British historian and academic

Anna Whitelock is a British historian and academic, specialising in the history of monarchy. She is Professor of the History of Monarchy at City, University of London and Director of the Centre for the Study of Modern Monarchy.

== Academic career ==
Whitelock undertook a Master of Philosophy (MPhil) degree in historical studies at the Faculty of History, University of Cambridge, graduating in 2004: her master's thesis was titled "Henry VIII's ecclesiastical patronage". She remained to undertake a Doctor of Philosophy (PhD) degree from Corpus Christi College, Cambridge, in 2004 under the supervision of Dr David Starkey.
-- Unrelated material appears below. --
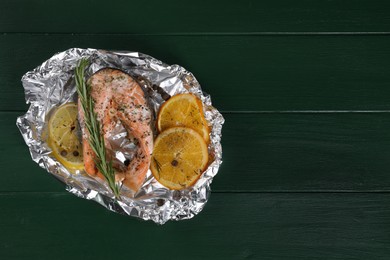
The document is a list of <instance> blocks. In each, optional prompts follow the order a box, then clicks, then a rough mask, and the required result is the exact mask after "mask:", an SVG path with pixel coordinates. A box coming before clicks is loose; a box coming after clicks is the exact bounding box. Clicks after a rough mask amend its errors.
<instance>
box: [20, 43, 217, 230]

Her PhD degree was awarded in 2004 for a doctoral thesis titled "In opposition and in government: the households and affinities of Mary Tudor 1516–1558".

She is Professor in the History of Monarchy at City, University of London, having previously taught at Royal Holloway, University of London.

Whitelock is an elected Fellow of the Royal Historical Society (FRHistS). She won the PEN Weld Award for Biography.

== Selected works ==

- Whitelock, Anna (2010). "Mary Tudor: England's First Queen"
- Hunt, Alice (2010). "Tudor Queenship: The Reigns of Mary and Elizabeth"
- Whitelock, Anna (2014). "Elizabeth's Bedfellows: an Intimate History of the Queen's Court"
- Whitelock, Anna (2025). The Sun Rising: James I and the Dawn of Global Britain. Bloomsbury; Viking.